Ao cair da tarde

Dia desses eu estava apreciando uma boa dose de água de coco (sou quase um viciado) com algumas gotas de limão (experimente) e me peguei lembrando do sabor dos cocos da casa do meu pai no bairro São Conrado, quando este era apenas um povoado longínquo do Centro da cidade. Viajei no tempo!

Lembrei da casa, rodeada de fruteiras. Meu passatempo preferido era subir na goiabeira, munido de sacola de supermercado, e descer triunfantemente com ela abarrotada de goiabas vermelhas deliciosas. Já descia ansioso pelo suco. Mas preferia mesmo o suco de goiaba branca, cujo pé ficava perto da goiabeira rubra.

De repente, a água de coco tinha sabor de infância: o tempo em que andava descalço e a rua virava campo de futebol, esconderijos e ‘salas’ de bate-papo. Pra dormir, tinha que antes tomar banho ou, em noites de frio, lavar os pés, imundos, que ficavam assim por causa da rua sem pavimentação. Lembro da pedra que usava pra raspar a sujeira que virava histórias de criança a cada ida à casa do meu pai.

Lembrei até da seriema que o Véio Ribeiro (assim meu pai era conhecido) criava num espaço cercado entre as goiabeiras. Uma certa manhã, ela fugiu. A bicha deu trabalho pra ser capturada, corria mais que o vento  batendo no rosto de Hermes ao levar mensagens de Zeus.

Papai também criou um guaxinim. O bichinho queimou os pezinhos na areia quente do meio-dia porque foi atrás do meu irmão. Parecia um cachorrinho carente. Ah, lembrei de Usiros, o gato do mato que nunca emitiu um miado. Era mais educado do que os príncipes ingleses.

Também me veio à tona a minha mangueira. Cada filho tinha uma. A minha produzia dois tipos de mangas. Acredito que duas mangueiras tenham crescido de forma tão simbiótica que se confundiam em uma só. Achava o máximo ver um pé de pimenta-do-reino que ramava mangueira acima. Vivia me gabando pros meus irmãos que somente a minha tinha aquela ramagem, que tornava minha árvore única.
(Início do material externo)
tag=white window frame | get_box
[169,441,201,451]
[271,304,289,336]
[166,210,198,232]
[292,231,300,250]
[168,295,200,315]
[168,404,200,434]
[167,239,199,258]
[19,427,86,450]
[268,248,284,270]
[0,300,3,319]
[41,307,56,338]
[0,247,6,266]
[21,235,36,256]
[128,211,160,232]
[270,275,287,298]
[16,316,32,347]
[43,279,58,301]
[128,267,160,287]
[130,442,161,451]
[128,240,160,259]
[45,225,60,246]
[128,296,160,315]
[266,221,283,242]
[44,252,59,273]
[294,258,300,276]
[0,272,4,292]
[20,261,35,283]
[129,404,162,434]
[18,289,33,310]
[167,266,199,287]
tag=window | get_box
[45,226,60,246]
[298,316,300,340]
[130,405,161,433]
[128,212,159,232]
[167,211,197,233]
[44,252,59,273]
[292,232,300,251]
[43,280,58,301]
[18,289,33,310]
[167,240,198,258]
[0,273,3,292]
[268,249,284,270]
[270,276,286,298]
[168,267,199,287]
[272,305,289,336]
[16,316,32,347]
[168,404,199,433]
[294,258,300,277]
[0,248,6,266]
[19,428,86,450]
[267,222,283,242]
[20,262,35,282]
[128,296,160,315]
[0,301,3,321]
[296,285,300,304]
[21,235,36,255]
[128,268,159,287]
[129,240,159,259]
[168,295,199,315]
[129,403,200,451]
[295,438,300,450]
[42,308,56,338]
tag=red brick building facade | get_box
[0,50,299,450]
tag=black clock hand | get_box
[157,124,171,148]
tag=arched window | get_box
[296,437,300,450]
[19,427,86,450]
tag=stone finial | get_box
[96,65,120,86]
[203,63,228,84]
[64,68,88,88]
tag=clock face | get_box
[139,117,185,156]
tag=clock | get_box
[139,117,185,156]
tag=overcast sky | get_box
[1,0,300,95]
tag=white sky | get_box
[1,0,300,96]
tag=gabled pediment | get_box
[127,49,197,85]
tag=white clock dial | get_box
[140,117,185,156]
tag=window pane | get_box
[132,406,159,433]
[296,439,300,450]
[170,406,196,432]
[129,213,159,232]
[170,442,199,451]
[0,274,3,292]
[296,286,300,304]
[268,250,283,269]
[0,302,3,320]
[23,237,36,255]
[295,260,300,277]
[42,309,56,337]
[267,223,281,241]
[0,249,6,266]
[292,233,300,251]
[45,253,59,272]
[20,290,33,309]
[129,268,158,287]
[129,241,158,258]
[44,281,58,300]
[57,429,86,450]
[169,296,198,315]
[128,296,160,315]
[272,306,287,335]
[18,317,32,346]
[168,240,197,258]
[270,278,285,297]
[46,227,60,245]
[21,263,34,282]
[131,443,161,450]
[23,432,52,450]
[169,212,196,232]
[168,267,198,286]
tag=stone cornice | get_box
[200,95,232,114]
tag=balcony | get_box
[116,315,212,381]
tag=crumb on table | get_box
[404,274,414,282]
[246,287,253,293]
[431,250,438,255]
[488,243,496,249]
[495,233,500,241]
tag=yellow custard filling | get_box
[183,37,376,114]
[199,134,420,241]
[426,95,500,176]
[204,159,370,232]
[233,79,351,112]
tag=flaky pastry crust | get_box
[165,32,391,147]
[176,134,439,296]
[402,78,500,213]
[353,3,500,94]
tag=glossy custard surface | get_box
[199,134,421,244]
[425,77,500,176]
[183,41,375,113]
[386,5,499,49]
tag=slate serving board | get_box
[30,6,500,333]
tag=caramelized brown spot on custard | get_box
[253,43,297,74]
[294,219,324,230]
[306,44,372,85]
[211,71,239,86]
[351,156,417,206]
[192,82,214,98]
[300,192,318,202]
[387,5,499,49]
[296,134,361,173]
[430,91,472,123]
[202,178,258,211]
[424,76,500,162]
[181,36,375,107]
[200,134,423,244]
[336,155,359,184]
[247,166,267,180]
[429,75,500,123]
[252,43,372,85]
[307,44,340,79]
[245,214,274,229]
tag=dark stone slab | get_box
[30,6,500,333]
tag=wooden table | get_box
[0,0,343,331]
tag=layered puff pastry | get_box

Lembrei também dos pássaros se aninhando ao cair da tarde, no mesmo tempo em que meu pai deixava o rádio ligado no programa de Irandir Santos. As cores do fim do dia, a sinfonia dos passarinhos, o cheiro daquela terra, o fumo do cachimbo do meu Véio, as angélicas impregnando o ambiente de perfume divino, tudo isso num simples gole de água de coco.